Oğlu Ünsal Aykurt ile eşi Ayten Aykurt ve çocukları Yiğit ile Kaan da deprem akşamı anneanneye ziyarete gitmeleri sayesinde hayatta kaldı. Ünsal Aykurt, depremden nasıl kurtulduklarını şöyle anlattı:
"Okullar tatil olduğu için çocuklar, Elazığ’daki anneannelerine gitmek istedi. Eşim ile 'geç oldu gitmeyelim' dedik. Ancak çocuklar ısrar edince, kırmayıp akşam üzeri Elazığ’daki annelerine götürdüm. Onları bırakıp, köye döndüm. Birkaç saat sonra deprem meydana geldi. Dışarıdaydım. Evimiz yerle bir oldu. İyi ki ailemi götürmüşüm, anneannelerinin evinde hasar yok. Şans eseri hepimiz hayatta kaldık. Okulların tatil olması aslında bizim hayatımızı kurtardı çünkü çocuklar, 'anneanneme gidelim' diye çok ısrar etti.”
BALKONLA BERABER AŞAĞI DÜŞTÜ
Balkonla birlikte 3 metreden düşen 85 yaşındaki Fatma Aykurt, çocukları ve köylülerin yardımıyla hemen hastaneye kaldırıldığını ifade ederek, şunları söyledi:
“O sırada balkonda oturuyordum. Evin lambaları söndü ama sokak direklerinde ışık vardı. Ben de Ünsal'a 'Yer sallanıyor oğlum, korkarsınız gelin bizde kalın' demek için balkona çıkmıştım. Ayağımı balkona atmaya kalmadı kendimi aşağıda buldum. Küçük oğlum ‘Anne bir verdiğin karşı gelmiş (verilmiş sadakamız varmış), düştüğün yer çivi doluydu’ dedi. Küçük oğlumun evi yıkıldı. Komple yıkılsın, ne yapacağım evi? Millet şimdi onun var, niye benim olmuyor diyor hep. Bir lokma ekmeğin olursa, onunla mutlu olursun, en iyisi dünyada odur.”
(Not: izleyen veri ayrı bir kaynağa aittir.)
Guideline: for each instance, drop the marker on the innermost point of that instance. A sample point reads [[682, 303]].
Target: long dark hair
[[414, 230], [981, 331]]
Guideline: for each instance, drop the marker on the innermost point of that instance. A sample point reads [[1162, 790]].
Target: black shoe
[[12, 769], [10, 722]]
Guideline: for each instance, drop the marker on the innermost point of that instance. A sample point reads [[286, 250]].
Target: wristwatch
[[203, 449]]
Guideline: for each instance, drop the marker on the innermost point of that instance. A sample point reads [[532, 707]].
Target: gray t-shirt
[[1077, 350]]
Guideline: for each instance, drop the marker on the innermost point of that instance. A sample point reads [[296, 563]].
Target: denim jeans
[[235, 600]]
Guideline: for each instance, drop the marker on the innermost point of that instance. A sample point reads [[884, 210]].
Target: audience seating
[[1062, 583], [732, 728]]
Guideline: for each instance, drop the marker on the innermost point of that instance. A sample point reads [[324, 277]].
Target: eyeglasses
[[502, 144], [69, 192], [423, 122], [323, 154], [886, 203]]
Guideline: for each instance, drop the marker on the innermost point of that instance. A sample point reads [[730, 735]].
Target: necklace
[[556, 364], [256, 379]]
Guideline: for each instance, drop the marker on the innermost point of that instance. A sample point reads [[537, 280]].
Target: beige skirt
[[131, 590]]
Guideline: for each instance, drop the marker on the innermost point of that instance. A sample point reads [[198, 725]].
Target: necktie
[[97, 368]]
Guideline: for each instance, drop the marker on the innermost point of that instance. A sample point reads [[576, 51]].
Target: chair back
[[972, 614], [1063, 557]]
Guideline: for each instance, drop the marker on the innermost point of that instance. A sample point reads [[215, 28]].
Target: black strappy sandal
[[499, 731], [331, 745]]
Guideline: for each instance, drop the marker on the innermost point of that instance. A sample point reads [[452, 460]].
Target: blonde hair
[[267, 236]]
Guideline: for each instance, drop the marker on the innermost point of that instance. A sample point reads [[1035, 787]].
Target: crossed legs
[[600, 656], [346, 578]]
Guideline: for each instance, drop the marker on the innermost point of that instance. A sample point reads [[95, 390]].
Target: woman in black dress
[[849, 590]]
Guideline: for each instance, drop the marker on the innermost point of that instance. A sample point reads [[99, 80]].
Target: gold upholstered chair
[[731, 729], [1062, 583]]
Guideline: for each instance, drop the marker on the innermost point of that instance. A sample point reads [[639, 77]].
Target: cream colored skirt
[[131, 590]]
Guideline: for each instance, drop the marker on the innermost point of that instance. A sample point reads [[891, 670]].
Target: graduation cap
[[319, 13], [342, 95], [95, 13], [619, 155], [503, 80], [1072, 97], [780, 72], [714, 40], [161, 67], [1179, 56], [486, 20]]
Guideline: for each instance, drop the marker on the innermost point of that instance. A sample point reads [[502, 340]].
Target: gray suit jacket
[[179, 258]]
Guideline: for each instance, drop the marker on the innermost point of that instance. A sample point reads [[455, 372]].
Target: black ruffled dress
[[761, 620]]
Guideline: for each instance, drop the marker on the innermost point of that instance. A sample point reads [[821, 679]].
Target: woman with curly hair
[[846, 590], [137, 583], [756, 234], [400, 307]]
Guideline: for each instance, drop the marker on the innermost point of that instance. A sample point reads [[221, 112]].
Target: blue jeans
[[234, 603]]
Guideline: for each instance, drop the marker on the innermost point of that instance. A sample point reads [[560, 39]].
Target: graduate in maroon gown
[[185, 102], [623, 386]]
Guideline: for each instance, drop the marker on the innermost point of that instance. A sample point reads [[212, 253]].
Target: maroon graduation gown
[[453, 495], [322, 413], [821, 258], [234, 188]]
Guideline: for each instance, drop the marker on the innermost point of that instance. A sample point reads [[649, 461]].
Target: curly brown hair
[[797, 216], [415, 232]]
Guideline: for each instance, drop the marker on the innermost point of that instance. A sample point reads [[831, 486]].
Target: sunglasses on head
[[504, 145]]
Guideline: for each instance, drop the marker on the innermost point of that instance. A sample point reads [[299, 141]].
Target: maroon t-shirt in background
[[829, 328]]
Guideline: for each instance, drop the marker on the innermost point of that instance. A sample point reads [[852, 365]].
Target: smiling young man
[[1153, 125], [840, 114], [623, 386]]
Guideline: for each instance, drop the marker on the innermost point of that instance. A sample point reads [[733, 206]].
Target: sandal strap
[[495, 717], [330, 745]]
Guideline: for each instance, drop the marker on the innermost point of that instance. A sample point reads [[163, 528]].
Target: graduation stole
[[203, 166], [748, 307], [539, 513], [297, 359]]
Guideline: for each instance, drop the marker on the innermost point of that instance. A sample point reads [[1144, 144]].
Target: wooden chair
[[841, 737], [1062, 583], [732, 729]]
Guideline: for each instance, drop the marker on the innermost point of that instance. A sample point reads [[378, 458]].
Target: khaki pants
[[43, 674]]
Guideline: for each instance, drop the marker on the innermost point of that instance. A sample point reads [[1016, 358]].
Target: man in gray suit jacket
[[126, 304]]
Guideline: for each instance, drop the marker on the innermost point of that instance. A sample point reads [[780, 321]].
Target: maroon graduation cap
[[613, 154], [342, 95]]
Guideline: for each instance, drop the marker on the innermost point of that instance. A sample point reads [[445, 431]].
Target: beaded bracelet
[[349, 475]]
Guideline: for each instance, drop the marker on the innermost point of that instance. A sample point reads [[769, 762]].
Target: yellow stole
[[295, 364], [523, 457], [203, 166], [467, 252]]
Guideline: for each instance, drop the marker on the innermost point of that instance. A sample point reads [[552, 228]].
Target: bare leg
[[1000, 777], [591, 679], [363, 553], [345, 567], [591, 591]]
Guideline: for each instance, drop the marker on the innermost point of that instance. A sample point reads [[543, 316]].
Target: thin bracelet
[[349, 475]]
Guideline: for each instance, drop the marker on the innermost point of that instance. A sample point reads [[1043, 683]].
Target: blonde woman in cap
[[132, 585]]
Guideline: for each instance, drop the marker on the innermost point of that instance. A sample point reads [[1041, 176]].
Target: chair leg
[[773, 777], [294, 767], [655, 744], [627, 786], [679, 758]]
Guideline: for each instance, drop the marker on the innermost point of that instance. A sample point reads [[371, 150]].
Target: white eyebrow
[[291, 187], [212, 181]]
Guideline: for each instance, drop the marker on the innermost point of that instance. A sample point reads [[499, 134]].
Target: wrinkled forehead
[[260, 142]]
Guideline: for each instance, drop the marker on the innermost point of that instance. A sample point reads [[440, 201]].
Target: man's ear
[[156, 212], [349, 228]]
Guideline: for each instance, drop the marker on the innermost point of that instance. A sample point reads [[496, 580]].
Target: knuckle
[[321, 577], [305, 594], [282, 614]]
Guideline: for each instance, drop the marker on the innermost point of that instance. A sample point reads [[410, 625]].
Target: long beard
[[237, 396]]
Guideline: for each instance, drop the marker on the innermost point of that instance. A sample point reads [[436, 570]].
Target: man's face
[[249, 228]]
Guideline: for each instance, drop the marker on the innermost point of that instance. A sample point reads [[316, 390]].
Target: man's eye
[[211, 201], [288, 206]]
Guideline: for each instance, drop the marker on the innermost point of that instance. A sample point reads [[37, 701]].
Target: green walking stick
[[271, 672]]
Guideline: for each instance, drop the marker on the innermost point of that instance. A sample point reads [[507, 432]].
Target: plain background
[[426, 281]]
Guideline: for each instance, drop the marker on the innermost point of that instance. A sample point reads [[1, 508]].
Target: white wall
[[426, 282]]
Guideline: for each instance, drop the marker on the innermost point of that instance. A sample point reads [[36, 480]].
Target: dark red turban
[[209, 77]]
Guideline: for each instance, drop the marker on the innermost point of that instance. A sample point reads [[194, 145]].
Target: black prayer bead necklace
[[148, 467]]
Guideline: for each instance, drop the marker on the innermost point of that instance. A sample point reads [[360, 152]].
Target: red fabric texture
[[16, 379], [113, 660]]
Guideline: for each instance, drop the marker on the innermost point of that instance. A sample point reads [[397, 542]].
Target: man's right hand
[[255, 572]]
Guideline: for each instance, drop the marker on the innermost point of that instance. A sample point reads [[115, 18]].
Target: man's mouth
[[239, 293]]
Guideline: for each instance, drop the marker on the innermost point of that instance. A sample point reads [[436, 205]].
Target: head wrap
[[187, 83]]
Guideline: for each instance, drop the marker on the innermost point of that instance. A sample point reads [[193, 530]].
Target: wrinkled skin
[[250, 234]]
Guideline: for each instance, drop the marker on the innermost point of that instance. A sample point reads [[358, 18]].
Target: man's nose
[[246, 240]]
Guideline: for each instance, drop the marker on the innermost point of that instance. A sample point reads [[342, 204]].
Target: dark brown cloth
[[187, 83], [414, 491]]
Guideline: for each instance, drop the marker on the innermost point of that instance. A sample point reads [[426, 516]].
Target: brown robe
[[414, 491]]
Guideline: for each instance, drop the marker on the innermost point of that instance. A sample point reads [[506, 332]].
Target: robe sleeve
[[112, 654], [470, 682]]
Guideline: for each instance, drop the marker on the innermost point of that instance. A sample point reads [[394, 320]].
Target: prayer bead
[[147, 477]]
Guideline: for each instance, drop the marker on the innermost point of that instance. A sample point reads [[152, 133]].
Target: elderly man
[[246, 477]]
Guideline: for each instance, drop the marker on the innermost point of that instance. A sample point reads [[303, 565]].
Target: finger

'ŞANS ESERİ CAN KAYBI VERMEDİK'
Fatma Nine'nin torunu Semih Aykurt da deprem günü babaannesi ile dedesinin evde yalnız olduğunu belirterek, şunları söyledi:
“Dedemle babaannem köyde beraber yaşıyorlar. Bitişik binada da amcalarım oturuyor. Sarsıntı olduğunda amcam ve amcamın oğulları, evlerini boşaltıp kendilerini bahçeye atmışlar. Yoğun toz bulutunu görünce evlerin yıkıldığını anlamışlar. Küçük amcamın (Ünsal) evinin yerle bir olduğunu görmüşler. Oraya doğru gittiklerinde babaannemin evinin merdivenlerdeki göçüğü fark etmişler. Büyük amcam ağaçlardan tırmanıp balkondan içeriye girmiş dedem salonda pencerenin yanında sinmiş, şok halinde titriyormuş. Önce dedemi kucakladığı gibi, camdan köylülerin yardımıyla çıkarmış. Salonda babaannemi ayakta gördüğü için ona daha sonra yönelmiş. Ama bakmış bu sefer babaannem yok. Evin içini kontrol ederken sesini duymuş. O dedemle uğraşırken babaannem de kendi başına kapıya çıkmaya ,çalışırken çıkıştaki balkonla birlikte aşağı uçmuş. Amcamın evinin enkazı babaanneme ulaşmalarını engellemiş ama köylülerle birlikte babaannemi hemen oradan çıkarıp hastaneye getirmişler. Sol bacağında beş noktada kırık vardı. Topuğunda ve sol elinde de kırığı vardı. Çok mutluyuz, çok şükür can kaybıyla sınanmadık. Şans eseri babaannem de, amcamlar da kurtuldu.”